Moon rebroussa chemin de quelques pas et contempla la mer agitée, en direction de ses îles.
— … Et une partie des richesses du dernier Festival a été consacrée à une nouvelle subvention pour moi, pour que je puisse travailler sans interruption aux masques… Il y a près de dix-neuf ans. Comme le temps passe, masqué dans le rythme des jours ! Voilà bien le rythme de la création… la création individuelle, la création universelle. Des plumes rouge orangé, s’il te plaît.
La faiseuse de masques tendit la main. Sparks se pencha sur les plateaux disposés sur le seuil, entre eux, et lui en donna une poignée. Malkin, le chat gris efflanqué, allongea subrepticement une patte parmi les plumes restant dans le plateau. Sparks le repoussa et continua de séparer les rangs de perles multicolores, pour les jeter dans les bols appropriés. Il baissait et relevait les yeux à en avoir le vertige, pour essayer de la regarder travailler tout en travaillant lui-même.
— Je ne sais pas comment tu fais. Comment est-ce que tu peux créer tant de masques, et tous différents, alors que…
Il s’interrompit, hésitant encore sur les mots malgré tout ce qu’elle lui avait dit pour le rassurer.
— … je ne peux pas distinguer une plume rouge d’une verte ? dit-elle en souriant, la tête levée pour le regarder avec les fenêtres obscures de ses yeux et le senseur de lumière sur son front. Tu sais, au début, ce n’était pas facile. Mais je voulais apprendre, j’avais besoin de créer moi-même quelque chose de beau. Je ne pouvais pas peindre ni dessiner, mais ça, c’est plutôt comme la sculpture, une création de toucher et de texture. C’est un artisanat héréditaire, dans la famille Ravenglass, tu sais, comme la cécité. Être aveugle de naissance, et puis recevoir une moitié de vue… parfois je pense que ça attise l’imagination. Toutes les formes sont vagues et merveilleuses, on voit en elles ce qu’on veut voir. J’ai deux sœurs, aveugles elles aussi, qui ont leurs ateliers en ville. Et beaucoup d’autres parents qui fabriquent des masques, sans qu’ils soient tous aveugles. Il faut énormément d’énergie créatrice, pour assurer qu’il y aura un masque pour chacun de ceux qui danseront dans les rues au prochain Festival. Et tu veux savoir ? confia-t-elle, les yeux brillants de fierté. Les miens sont les plus beaux. C’est moi, Destinée Ravenglass Hivernienne, qui ferai le masque de la Reine d’Été… Un bout de velours rouge, s’il te plaît.
Sparks passa le morceau de tissu, en caressant sa douceur entre ses doigts.
— Mais tant de travail… la moitié d’une vie de travail… et pour une seule nuit ! Et puis tout disparaît ! Comment peux-tu le supporter ?
— Je le supporte parce que c’est important, pour l’identité de Tiamat en tant que monde séparé… notre héritage. Les rites du Changement sont une tradition qui remonte aux temps obscurs d’avant l’Hégémonie, avant que ses dirigeants posent le pied sur notre monde… et une partie remonte même au temps où nous étions nous-mêmes extramondiens…
— Comment le sais-tu ? Comment sais-tu ce qu’on faisait avant que les premiers vaisseaux descendent hors de la Grande Tempête ? interrompit Sparks, en empruntant malgré lui le langage du mythe.
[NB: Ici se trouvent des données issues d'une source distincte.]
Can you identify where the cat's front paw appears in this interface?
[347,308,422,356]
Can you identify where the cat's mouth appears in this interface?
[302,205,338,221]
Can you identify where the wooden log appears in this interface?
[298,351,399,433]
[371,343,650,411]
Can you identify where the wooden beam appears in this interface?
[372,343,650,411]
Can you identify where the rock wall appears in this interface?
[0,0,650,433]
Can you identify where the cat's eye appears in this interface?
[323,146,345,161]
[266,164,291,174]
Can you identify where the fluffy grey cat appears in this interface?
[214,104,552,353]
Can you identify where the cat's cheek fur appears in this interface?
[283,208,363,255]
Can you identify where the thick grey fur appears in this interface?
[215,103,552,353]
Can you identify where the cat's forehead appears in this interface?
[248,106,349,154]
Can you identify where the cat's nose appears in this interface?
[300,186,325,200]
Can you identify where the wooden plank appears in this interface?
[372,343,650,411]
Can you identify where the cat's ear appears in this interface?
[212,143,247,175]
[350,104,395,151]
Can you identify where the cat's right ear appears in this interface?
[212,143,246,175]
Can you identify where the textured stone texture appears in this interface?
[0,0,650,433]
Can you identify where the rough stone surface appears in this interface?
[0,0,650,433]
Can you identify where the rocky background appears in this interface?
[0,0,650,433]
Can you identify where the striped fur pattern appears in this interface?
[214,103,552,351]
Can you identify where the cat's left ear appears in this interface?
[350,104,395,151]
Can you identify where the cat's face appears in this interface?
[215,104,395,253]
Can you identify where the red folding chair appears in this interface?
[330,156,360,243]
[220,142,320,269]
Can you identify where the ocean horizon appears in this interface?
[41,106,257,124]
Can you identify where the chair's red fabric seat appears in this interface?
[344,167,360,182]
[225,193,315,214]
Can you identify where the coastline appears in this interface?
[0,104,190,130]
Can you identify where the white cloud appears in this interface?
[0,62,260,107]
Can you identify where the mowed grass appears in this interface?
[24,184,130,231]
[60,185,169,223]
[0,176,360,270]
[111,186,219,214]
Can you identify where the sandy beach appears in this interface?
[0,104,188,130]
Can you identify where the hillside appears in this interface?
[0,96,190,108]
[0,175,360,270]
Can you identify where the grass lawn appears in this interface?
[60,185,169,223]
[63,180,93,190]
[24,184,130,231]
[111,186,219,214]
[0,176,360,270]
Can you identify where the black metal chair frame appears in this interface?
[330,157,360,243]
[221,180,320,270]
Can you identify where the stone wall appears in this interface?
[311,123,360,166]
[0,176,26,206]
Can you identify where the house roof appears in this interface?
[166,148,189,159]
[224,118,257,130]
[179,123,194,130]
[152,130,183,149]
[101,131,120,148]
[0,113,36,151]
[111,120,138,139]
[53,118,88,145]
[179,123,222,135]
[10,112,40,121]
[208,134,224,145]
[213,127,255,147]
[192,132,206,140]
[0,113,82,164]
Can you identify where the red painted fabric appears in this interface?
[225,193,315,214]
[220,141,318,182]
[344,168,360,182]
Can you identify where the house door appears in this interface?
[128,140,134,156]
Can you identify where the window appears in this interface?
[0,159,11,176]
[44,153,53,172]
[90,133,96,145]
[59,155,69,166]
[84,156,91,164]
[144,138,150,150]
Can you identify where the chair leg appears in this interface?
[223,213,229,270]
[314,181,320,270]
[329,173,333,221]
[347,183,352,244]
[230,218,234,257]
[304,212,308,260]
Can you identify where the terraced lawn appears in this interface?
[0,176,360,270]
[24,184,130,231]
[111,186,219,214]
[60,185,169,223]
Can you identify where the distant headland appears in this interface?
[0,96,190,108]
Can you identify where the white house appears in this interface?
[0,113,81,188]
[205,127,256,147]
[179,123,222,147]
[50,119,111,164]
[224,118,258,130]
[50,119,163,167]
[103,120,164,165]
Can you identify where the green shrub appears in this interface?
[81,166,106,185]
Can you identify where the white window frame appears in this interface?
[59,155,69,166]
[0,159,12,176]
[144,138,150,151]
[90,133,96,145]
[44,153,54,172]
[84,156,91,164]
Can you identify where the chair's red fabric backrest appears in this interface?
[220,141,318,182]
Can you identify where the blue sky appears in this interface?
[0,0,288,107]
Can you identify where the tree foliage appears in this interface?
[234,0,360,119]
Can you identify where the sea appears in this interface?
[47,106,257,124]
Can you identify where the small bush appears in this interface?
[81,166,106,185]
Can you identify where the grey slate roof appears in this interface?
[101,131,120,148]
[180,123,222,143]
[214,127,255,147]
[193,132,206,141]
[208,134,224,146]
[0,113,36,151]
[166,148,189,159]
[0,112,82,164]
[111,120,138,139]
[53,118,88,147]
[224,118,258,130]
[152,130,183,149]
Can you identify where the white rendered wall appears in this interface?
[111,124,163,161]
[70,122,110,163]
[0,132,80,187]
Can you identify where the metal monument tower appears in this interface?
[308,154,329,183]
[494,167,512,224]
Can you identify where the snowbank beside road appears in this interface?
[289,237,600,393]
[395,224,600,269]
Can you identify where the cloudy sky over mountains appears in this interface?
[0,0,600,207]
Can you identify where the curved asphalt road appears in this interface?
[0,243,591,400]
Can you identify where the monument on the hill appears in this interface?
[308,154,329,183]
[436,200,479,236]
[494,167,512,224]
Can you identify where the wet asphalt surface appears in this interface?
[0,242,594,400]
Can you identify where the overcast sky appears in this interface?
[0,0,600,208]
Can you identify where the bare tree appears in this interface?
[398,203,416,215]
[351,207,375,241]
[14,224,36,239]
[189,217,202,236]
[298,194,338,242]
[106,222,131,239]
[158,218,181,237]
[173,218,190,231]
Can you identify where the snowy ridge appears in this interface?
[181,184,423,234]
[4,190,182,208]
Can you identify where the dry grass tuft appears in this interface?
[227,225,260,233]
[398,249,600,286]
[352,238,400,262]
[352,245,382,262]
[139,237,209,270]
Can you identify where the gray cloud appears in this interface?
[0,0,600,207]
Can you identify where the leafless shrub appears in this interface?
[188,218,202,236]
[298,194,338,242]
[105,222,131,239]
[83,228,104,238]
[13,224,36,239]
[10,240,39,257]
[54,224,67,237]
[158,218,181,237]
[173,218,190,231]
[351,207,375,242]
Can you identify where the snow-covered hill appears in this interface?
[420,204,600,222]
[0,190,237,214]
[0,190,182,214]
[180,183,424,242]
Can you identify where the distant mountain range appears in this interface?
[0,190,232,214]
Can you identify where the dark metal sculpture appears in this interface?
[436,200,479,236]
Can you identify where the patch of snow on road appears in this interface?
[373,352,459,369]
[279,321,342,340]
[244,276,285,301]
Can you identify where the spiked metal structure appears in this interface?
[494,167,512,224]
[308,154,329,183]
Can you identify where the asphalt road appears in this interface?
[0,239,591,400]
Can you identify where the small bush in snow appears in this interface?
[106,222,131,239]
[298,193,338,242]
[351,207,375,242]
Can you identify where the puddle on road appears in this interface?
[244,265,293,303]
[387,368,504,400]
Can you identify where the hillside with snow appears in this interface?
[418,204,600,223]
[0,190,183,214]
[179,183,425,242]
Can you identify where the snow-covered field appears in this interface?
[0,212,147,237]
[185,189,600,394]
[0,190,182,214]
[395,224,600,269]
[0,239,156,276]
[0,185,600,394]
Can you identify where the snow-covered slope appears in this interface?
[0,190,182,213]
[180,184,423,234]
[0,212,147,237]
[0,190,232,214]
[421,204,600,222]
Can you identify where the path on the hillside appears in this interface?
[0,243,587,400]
— Tout ce que je sais, c’est ce que j’entends à la tridi. Les extramondiens ont des archéologues, qui étudient les vestiges et les ruines du Vieil Empire. Ils disent que nous sommes venus ici, réfugiés d’un monde appelé Trista, après une guerre interstellaire, vers la fin du Vieil Empire. Ces figures fantastiques que je fabrique ont été des créatures réelles, elles figuraient sur les blasons et les étendards des familles des premiers vaisseaux, qui ont engendré Étésiens et Hiverniens. Tu dois sans doute en reconnaître, en Été elles ont encore une signification. Ton patronyme, Marchalaube, est un des noms originaux, une douzaine… Tu ne le savais pas ? Mais quand l’Hégémonie est arrivée, on nous a fait abandonner nos traditions « primitives ». Alors maintenant, nous ne les ressortons que pour le Festival, moins pour fêter la visite du Premier ministre que pour notre propre héritage.